Mark Heaps: How Groq Built The Fastest Chip for LLM Inference

With the advent of large language models, we have entered a new era in which computers speak English and can answer your questions—an incredibly powerful advance if they weren’t that slow.

Large language models require tremendous compute to do their magic, so it takes them several seconds to produce an answer, even with the most cutting-edge GPUs. Users have to wait patiently for one word to appear after another, and it feels far from having an actual conversation—until Groq.

Groq was founded by Jonathan Ross in 2016 after working for several years on Google’s Tensor Processing Units. Eight years later, at the end of February 2024, Groq demonstrated the fastest chatbot on the internet, responding in a fraction of a second. They allow chatbots to respond in real-time, powered by their own chips called language processing units (LPUs) and designed specifically for ultra-fast AI inference.

We had the pleasure of speaking with Mark Heaps, the Chief Evangelist of Groq, about why he joined Groq when they were still early, how they could achieve such fast inference speeds, and what Groq is up to next:

Why Did You Join Groq?

Before joining Groq, I supported my wife in running a design agency, serving large Fortune 500 clients and cool technology startups—one of which was Groq. Ever since we started partnering with Groq, I have been impressed by the company, its technology, and its CEO, Jonathan Ross. I hadn’t seen someone like this since my early days at Apple and Google.

At some point, my wife told me, it’s almost like I am looking for reasons to engage more with Groq, and I was like: yeah, they’re brilliant. I like to be around brilliant people and novel thinkers from whom I can learn. Jonathan thinks about the world in many different ways, about solutions for global challenges, and in particular about how to advance AI—he’s an inventor on just another level.
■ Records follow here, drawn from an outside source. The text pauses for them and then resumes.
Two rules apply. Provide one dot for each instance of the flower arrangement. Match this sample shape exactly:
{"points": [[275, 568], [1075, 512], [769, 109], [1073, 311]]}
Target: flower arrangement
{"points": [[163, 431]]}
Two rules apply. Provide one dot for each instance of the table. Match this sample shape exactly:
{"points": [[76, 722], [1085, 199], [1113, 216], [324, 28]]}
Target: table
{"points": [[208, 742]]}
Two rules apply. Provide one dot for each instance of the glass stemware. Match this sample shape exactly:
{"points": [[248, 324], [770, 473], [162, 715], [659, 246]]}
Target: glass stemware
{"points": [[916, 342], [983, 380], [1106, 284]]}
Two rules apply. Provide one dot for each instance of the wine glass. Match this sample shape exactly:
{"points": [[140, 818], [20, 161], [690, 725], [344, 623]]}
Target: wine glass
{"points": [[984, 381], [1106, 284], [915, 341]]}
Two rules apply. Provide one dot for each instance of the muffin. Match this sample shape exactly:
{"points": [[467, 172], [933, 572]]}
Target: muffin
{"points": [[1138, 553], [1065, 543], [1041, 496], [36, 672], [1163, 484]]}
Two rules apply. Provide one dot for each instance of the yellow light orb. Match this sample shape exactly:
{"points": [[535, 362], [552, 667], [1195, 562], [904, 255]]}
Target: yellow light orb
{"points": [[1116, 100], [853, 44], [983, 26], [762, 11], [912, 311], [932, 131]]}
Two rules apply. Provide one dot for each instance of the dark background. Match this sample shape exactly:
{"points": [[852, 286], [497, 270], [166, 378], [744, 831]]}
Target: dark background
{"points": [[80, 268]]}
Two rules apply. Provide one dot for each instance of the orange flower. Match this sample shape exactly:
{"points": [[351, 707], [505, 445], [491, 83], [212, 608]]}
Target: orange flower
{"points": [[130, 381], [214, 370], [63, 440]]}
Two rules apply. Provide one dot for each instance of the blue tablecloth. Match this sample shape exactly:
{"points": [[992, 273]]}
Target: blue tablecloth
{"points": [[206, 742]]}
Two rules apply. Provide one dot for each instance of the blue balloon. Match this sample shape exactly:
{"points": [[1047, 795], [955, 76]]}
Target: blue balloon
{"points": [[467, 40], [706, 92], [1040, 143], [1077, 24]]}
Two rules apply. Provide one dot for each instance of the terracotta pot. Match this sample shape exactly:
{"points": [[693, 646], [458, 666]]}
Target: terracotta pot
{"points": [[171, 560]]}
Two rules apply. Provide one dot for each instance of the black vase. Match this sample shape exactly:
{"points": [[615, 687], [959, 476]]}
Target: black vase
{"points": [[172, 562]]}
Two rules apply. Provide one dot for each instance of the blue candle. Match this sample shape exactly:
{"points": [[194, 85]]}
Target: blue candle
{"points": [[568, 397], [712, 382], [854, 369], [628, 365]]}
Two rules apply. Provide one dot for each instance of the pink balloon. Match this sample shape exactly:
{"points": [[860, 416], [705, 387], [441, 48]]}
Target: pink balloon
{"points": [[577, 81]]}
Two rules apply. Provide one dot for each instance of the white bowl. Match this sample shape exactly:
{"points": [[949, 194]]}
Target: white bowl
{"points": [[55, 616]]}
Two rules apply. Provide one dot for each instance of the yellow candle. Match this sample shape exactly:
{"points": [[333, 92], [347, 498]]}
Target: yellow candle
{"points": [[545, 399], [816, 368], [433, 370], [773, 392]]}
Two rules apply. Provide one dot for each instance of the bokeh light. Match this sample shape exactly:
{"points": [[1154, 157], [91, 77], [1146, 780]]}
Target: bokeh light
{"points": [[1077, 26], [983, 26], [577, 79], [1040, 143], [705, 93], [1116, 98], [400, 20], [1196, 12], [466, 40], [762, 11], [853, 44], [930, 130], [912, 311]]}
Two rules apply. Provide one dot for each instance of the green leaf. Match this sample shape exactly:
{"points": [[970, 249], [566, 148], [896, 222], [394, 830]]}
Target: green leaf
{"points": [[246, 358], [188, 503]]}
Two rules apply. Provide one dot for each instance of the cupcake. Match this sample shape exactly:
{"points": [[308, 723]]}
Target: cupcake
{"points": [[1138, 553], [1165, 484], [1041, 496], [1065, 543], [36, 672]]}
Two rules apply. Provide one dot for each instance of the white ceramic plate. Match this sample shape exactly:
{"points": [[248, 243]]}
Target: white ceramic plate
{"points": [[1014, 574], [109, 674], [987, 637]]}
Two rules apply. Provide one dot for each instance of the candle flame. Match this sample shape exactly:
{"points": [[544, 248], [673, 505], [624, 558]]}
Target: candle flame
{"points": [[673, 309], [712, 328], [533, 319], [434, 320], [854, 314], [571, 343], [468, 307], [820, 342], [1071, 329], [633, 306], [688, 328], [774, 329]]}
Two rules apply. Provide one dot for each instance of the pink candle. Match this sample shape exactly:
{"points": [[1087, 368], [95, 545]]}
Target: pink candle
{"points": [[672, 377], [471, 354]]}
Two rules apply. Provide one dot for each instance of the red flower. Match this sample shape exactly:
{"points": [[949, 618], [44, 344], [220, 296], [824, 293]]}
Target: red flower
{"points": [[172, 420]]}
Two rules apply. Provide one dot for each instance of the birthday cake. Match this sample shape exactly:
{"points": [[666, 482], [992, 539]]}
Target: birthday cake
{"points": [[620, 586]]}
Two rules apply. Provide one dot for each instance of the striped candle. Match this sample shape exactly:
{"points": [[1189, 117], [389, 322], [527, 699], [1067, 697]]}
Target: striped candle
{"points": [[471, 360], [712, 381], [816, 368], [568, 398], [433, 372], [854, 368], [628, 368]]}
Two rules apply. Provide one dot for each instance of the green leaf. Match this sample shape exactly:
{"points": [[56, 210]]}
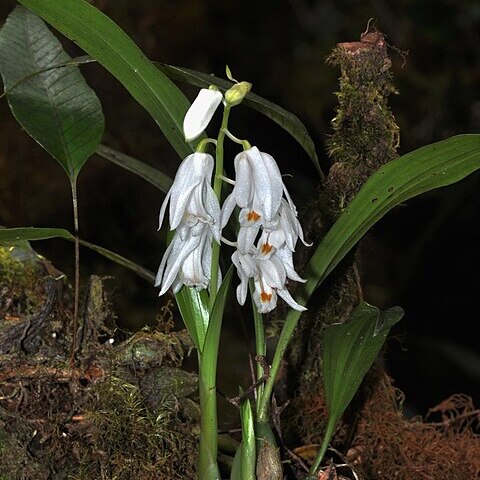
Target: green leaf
{"points": [[153, 175], [9, 236], [57, 107], [236, 473], [193, 306], [105, 41], [74, 62], [348, 353], [427, 168], [287, 120], [12, 236]]}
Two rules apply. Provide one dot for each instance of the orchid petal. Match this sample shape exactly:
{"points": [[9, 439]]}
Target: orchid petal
{"points": [[200, 113], [227, 209], [180, 250]]}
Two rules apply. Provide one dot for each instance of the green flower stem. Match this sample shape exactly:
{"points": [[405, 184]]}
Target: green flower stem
{"points": [[217, 188], [285, 336], [260, 349], [207, 467], [321, 453]]}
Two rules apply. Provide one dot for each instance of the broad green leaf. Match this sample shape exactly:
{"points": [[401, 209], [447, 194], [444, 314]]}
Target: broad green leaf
{"points": [[193, 306], [12, 236], [74, 62], [427, 168], [153, 175], [287, 120], [348, 353], [105, 41], [57, 107]]}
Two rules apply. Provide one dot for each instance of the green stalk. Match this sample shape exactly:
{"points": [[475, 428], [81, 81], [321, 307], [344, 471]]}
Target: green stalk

When Jonathan invited me to join Groq, I saw this as an opportunity to learn from him and the organization he has built. He is technically brilliant but also understands branding. Most semiconductor companies treat branding as one of the many tasks the marketing department should deal with. Jonathan saw that branding would be central to Groq; it was about the experience our users have with our products. I was fully onboard with him and took the chance to join Groq in 2021.

How Do You Achieve Such Fast LLM Inference?
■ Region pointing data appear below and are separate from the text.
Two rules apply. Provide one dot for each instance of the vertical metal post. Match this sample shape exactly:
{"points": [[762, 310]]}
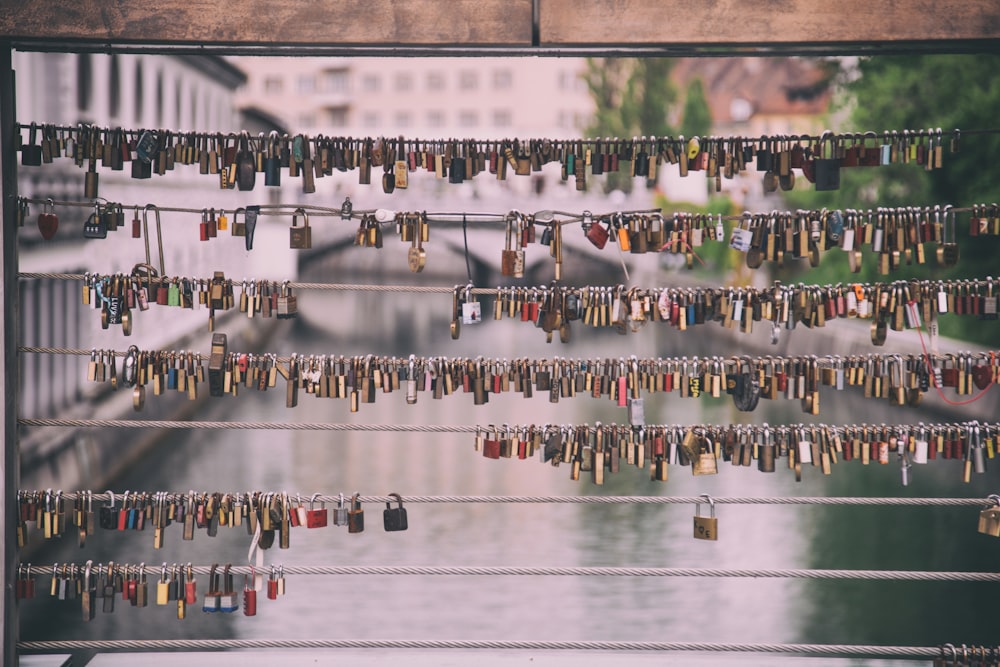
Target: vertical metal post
{"points": [[11, 471]]}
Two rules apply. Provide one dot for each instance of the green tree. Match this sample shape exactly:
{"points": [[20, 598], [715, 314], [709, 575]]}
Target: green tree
{"points": [[633, 97], [697, 118], [918, 92]]}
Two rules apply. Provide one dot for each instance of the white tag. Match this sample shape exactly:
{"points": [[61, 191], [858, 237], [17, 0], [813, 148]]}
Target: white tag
{"points": [[740, 239], [877, 240], [636, 412], [472, 312], [663, 305], [847, 240], [805, 451], [912, 315], [852, 304], [696, 237]]}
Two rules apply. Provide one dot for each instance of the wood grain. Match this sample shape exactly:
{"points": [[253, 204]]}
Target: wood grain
{"points": [[762, 22], [267, 22]]}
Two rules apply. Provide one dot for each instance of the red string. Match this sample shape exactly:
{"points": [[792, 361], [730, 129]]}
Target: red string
{"points": [[927, 359]]}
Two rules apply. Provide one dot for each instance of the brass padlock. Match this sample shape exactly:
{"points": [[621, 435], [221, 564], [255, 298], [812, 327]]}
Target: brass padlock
{"points": [[706, 527], [300, 238]]}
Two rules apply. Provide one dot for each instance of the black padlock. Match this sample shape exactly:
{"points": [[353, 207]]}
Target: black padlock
{"points": [[246, 164], [250, 224], [827, 164], [394, 518], [272, 163], [31, 153], [355, 515]]}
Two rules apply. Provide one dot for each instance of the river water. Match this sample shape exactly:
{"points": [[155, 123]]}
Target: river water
{"points": [[731, 610]]}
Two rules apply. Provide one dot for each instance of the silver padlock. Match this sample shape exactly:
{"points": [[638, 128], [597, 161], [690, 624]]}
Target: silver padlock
{"points": [[340, 512]]}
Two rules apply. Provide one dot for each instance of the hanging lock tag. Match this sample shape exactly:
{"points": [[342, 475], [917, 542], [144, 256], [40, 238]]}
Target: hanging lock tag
{"points": [[636, 412], [249, 598], [300, 238], [316, 517], [48, 221], [356, 515], [340, 512], [472, 310], [706, 527], [989, 518], [394, 518]]}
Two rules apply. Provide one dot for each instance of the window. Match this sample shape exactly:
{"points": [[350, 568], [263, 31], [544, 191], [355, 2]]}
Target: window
{"points": [[177, 107], [468, 118], [307, 84], [273, 85], [402, 119], [502, 79], [468, 79], [83, 81], [336, 117], [114, 89], [435, 118], [404, 82], [371, 83], [159, 99], [335, 81], [435, 81], [139, 92]]}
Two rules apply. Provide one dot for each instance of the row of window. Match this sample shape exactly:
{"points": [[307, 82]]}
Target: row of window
{"points": [[434, 118], [210, 115], [338, 81]]}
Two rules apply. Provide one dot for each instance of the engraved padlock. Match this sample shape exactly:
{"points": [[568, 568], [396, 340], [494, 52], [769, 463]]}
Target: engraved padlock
{"points": [[316, 517], [394, 518], [706, 527], [355, 515], [300, 238], [340, 512]]}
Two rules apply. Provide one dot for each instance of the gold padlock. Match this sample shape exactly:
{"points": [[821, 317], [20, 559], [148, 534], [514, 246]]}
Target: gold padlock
{"points": [[300, 238], [706, 527]]}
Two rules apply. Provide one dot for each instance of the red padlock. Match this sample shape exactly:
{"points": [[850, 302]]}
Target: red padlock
{"points": [[249, 598], [316, 517], [48, 221], [136, 225]]}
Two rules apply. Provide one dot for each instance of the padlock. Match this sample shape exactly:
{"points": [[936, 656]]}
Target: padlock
{"points": [[827, 165], [989, 518], [229, 599], [316, 517], [48, 221], [213, 597], [272, 585], [706, 527], [394, 518], [340, 512], [300, 237], [249, 598], [287, 303], [31, 152], [355, 515]]}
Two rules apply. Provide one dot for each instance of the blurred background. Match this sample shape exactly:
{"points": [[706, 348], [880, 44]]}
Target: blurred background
{"points": [[494, 98]]}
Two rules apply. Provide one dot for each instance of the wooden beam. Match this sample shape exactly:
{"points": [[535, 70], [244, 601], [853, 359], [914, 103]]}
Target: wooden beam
{"points": [[765, 23], [271, 22]]}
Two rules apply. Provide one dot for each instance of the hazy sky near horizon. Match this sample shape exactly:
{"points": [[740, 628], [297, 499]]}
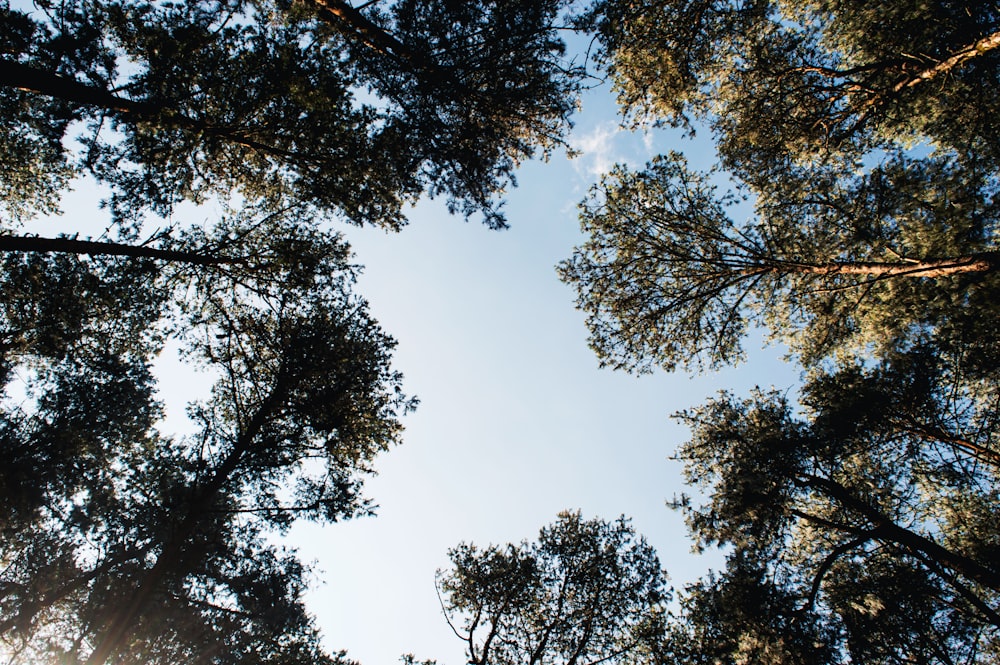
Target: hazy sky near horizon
{"points": [[516, 420]]}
As one of our early investors, Chamath Palihapitiya, said on the All-In Podcast some time ago, it took eight years and a lot of hard work from everyone involved to get to what seemed like an overnight success. And we had to wait quite a while for the market to catch up to Jonathan’s vision.

When Jonathan founded Groq, he recognized early that if everybody was training AI models, that also meant that all of these models would be deployed and run in the future. That part, called inference, would become even more important.
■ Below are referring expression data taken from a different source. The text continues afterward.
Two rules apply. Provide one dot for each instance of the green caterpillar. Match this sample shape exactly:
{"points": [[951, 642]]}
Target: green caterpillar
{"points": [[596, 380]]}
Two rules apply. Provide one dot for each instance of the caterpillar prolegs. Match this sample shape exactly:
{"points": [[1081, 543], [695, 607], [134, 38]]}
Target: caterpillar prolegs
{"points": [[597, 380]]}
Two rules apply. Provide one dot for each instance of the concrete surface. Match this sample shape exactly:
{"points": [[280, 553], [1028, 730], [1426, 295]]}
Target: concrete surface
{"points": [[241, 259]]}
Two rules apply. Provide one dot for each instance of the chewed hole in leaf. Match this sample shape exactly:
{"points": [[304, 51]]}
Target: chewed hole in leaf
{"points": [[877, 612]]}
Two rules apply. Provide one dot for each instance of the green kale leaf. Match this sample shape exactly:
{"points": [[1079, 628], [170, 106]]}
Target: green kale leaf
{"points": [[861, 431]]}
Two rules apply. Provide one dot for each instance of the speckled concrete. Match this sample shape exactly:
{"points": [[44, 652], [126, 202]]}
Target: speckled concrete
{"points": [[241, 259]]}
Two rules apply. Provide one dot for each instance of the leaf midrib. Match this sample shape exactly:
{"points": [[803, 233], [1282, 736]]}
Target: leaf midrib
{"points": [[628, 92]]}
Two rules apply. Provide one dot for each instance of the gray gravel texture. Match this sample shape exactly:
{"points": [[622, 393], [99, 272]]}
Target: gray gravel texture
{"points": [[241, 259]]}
He realized that the bottleneck to making AI ubiquitous would be running AI models quickly and with low energy consumption, thus, with a low carbon footprint. That’s why Groq focused on designing chips for AI inference and, in particular, for running large language models—it’s why we call them language processing units (LPUs). We could, in principle, also train AI models, but that’s not what our LPUs are optimized for.

When most semiconductor companies design a chip, they start with the hardware, aiming for the best electrical specs, and then they try to adapt the software to fit the hardware. We did it exactly the other way around, starting with the compiler that takes high-level code that, e.g., a machine learning engineer writes in Python and translates it into low-level machine code that runs on our chips. This approach is unique to us, and it took several years to mature the compiler and ensure existing AI models could run smoothly on our hardware. Yet, it gave us a couple of significant advantages.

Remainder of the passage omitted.